2. Your facility failed to prepare the skin of the donor at the site of phlebotomy thoroughly and carefully by a method that gives maximum assurance of a sterile container of blood, as required by 21 C.F.R. 640.4 tally, on August 1, 2002, the investigators observed in the collection of unit [redacted] that the scrub of the phlebotomy site lasted less than 10 seconds and that after the scrub, the nurse wiped the area from outside of the iodine scrub through the prepared site. This is contrary to your own SOP 5.6, which calls for a 30 second scrub and states, "NEVER GO BACK TOWARD THE CENTER."

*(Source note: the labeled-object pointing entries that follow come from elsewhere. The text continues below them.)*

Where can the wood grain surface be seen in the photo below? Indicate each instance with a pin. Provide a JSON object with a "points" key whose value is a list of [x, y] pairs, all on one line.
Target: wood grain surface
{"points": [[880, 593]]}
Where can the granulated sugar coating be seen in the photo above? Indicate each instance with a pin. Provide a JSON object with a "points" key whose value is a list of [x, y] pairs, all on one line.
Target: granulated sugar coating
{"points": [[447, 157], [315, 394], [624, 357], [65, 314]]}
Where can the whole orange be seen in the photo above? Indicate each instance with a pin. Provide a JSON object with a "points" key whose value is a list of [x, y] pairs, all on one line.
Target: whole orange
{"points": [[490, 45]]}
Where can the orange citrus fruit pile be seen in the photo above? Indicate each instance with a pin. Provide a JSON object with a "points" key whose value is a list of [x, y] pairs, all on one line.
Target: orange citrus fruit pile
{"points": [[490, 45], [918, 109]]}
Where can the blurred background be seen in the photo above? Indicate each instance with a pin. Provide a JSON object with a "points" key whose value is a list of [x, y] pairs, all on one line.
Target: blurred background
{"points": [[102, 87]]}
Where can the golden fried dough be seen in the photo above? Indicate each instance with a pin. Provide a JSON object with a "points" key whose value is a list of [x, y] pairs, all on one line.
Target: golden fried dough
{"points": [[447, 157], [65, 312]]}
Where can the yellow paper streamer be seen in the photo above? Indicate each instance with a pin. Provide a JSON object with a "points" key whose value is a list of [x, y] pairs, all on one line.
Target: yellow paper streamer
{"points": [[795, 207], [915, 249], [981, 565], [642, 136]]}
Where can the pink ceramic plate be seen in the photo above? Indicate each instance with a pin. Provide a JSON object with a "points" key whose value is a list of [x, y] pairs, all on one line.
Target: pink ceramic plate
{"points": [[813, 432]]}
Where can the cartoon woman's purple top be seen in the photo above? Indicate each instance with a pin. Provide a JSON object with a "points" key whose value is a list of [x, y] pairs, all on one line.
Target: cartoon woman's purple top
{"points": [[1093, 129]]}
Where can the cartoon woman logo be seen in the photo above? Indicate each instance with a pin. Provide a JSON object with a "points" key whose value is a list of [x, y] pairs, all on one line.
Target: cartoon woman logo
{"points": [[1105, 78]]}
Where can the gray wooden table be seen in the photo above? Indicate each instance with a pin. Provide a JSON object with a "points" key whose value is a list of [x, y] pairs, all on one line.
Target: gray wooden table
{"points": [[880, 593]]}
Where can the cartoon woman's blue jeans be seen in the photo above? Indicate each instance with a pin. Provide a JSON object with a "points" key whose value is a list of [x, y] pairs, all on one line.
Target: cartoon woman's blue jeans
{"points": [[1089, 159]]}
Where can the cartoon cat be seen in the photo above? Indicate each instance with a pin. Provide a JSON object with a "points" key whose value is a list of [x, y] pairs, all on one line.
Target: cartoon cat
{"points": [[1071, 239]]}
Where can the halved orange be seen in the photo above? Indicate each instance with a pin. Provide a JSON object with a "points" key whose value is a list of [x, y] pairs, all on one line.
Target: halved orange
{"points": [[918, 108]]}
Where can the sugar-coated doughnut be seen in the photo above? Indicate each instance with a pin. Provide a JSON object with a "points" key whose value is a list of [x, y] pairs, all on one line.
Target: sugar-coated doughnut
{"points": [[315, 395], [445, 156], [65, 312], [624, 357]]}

3. Your facility?s records were not as detailed as necessary to provide a complete history of the work performed, as required by 21 C.F.R. 606.160. Specifically, on August 1, 2002, a donor had a "yes" response to question 14 regarding CJD. The donor was, therefore, not asked questions 15-32. The answer questions were nevertheless entered into the computer as "no." Similarly, [redacted] you collected unit [redacted] from donor [redacted]. Our investigators observed that your records state that this donor had never before donated. In fact, the donor had donated at least six units before. The donor tested positive for HBc.

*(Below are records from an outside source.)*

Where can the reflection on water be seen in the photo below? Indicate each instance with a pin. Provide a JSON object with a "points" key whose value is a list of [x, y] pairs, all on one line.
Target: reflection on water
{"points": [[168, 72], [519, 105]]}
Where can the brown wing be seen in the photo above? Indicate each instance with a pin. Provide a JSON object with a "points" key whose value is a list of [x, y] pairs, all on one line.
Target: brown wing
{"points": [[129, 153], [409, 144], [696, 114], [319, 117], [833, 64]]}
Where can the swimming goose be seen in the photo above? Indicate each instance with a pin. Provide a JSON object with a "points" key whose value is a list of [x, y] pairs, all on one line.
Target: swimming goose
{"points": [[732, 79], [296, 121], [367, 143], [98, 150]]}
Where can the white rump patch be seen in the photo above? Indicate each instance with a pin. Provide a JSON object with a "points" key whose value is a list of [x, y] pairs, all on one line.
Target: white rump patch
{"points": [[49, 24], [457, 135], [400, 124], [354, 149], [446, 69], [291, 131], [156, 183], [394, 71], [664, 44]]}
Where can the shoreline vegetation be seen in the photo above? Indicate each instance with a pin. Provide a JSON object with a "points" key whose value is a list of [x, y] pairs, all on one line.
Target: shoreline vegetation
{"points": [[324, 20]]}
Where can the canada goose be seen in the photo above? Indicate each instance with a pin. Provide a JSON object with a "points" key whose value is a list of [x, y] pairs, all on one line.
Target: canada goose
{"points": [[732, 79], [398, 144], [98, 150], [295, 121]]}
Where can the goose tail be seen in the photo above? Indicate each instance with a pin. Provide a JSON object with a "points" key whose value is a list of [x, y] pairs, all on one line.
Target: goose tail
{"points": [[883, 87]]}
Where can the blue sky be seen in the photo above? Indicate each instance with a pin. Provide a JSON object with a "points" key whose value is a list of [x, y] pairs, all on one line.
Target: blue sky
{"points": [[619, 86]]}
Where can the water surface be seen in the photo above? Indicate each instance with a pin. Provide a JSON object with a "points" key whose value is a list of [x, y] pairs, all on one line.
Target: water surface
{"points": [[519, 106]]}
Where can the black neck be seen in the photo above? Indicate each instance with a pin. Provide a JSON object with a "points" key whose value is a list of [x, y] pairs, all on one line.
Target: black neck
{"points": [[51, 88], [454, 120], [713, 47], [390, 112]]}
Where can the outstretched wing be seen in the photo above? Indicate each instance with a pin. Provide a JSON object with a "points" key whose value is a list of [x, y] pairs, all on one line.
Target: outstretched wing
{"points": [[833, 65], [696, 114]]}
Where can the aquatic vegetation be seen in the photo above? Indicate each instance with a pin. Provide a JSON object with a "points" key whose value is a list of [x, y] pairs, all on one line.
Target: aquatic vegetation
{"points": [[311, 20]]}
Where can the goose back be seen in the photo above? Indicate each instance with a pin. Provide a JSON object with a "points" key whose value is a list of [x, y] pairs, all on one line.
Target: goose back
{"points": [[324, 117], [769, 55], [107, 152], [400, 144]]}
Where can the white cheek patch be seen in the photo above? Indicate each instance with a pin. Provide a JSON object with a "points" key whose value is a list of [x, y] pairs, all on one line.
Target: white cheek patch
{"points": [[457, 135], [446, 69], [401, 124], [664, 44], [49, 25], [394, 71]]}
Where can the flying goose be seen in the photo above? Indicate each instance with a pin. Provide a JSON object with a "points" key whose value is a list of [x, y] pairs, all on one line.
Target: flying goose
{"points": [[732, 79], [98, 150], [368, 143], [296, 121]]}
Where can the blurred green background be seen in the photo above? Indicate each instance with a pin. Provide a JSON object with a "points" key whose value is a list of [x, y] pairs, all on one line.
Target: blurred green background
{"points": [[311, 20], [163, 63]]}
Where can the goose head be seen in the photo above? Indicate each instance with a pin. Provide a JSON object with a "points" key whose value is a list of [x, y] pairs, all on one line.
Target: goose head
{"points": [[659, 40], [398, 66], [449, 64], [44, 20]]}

This letter is not intended to be an all-inclusive list of deficiencies at your blood bank facility. As president of the University of Massachusetts Memorial Medical Center, University Campus, you are responsible for ensuring that the collection and distribution of blood and blood components by your facility comply with the Act and with FDA regulations.

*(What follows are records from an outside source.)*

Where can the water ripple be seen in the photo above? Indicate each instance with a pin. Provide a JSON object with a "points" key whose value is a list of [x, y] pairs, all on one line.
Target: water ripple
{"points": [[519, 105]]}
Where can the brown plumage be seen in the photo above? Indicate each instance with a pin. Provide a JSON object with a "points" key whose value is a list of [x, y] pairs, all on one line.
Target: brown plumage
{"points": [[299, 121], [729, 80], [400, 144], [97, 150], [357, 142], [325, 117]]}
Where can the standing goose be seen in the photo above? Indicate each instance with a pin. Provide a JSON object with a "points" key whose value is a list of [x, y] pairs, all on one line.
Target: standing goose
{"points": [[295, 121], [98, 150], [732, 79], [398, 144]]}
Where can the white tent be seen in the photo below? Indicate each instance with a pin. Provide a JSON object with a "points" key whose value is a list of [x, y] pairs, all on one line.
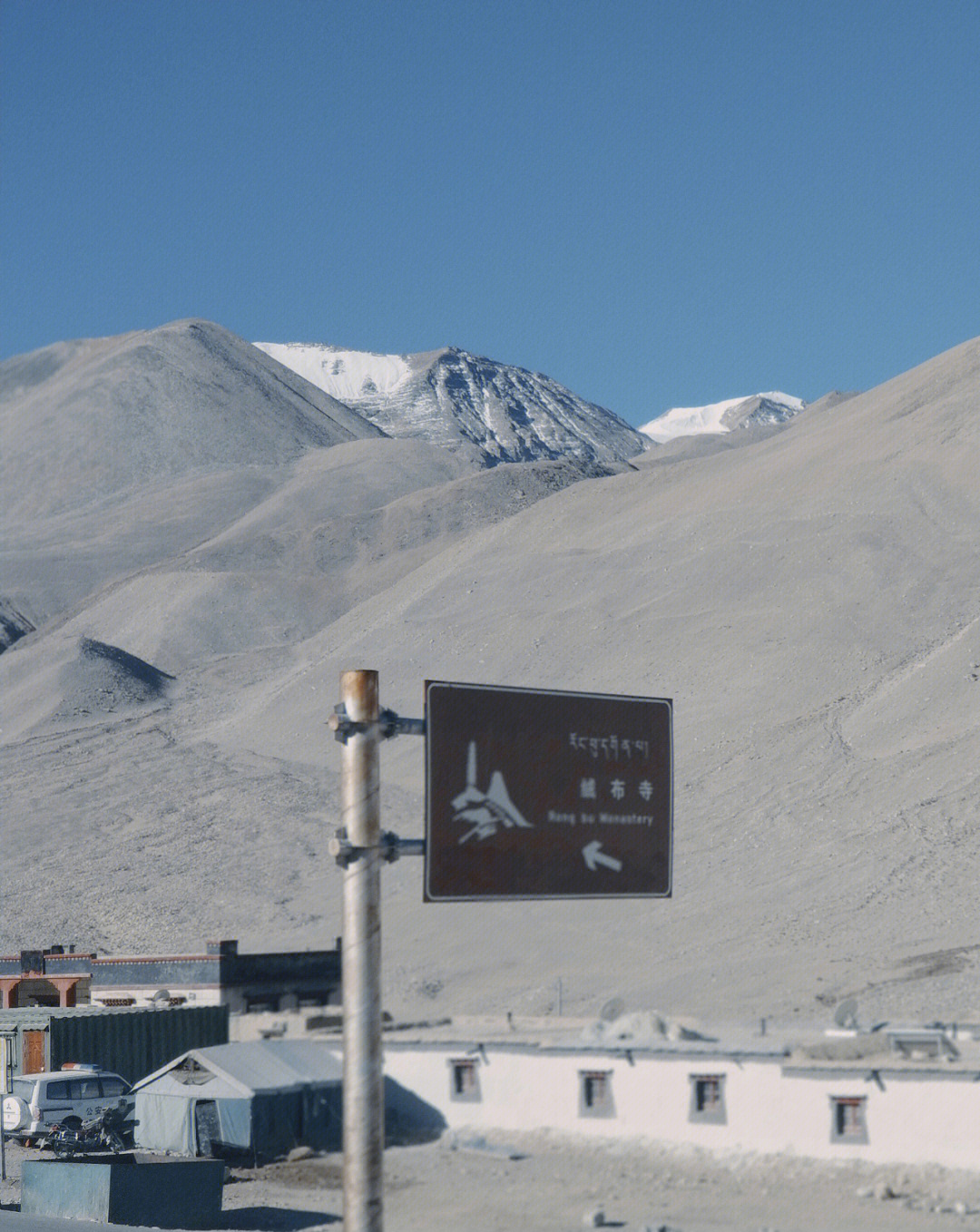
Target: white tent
{"points": [[259, 1098]]}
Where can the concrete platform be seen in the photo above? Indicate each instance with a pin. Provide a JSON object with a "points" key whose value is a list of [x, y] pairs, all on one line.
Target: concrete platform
{"points": [[124, 1189]]}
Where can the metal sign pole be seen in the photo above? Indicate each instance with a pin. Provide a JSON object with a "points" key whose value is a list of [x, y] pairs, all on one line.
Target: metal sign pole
{"points": [[364, 1107]]}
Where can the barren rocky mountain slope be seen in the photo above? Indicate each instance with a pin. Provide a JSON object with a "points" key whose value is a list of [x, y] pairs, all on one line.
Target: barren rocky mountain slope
{"points": [[808, 599]]}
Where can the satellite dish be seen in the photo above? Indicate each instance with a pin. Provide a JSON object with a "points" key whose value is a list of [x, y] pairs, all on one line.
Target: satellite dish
{"points": [[612, 1009], [846, 1015]]}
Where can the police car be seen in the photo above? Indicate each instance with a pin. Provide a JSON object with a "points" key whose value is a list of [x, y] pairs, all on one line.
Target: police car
{"points": [[69, 1095]]}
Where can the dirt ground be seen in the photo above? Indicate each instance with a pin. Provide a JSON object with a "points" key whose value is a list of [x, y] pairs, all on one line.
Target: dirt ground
{"points": [[543, 1183]]}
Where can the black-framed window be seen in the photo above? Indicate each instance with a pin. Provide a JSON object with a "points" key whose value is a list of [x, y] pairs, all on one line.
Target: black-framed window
{"points": [[848, 1119], [595, 1093], [707, 1104], [464, 1078]]}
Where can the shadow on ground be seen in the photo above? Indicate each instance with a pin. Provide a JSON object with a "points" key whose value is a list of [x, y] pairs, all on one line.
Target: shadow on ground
{"points": [[274, 1218]]}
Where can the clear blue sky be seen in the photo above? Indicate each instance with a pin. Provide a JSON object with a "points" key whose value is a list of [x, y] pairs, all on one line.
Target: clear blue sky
{"points": [[656, 202]]}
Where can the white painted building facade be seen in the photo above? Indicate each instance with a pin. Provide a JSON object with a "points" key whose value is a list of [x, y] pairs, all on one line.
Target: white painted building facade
{"points": [[751, 1098]]}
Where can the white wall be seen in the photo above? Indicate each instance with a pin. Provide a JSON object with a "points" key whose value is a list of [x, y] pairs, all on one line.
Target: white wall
{"points": [[911, 1121]]}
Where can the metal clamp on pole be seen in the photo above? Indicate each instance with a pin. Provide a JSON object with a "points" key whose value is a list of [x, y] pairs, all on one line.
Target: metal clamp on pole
{"points": [[391, 847], [388, 725]]}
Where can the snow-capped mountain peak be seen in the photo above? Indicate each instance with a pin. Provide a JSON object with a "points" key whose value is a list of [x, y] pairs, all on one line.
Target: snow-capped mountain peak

In no more than fifteen (15) working days of receiving this letter, please notify this office in writing of the specific steps you have taken to correct these violations and to prevent them from recurring. Your response should also indicate the status of the modifications you have requested to the Meditech software program you are using, advise us as to the hiring status of the new Quality Assurance/Compliance Specialist and describe that employee?s proposed duties, provide copies of your revised SOPS and your plan for implementing these procedures to assure that all personnel are familiar with them. In addition, please provide assurances that adequate standard operating procedures exist for all of your blood banking operations. Your response should also include examples of documentation showing that corrections have been achieved. If corrective action cannot be completed within 15 working days, state the reason for the delay and the time period within which corrections will be completed. Failure to correct these violations promptly could result in further action being taken by FDA, including seizure and/or injunction.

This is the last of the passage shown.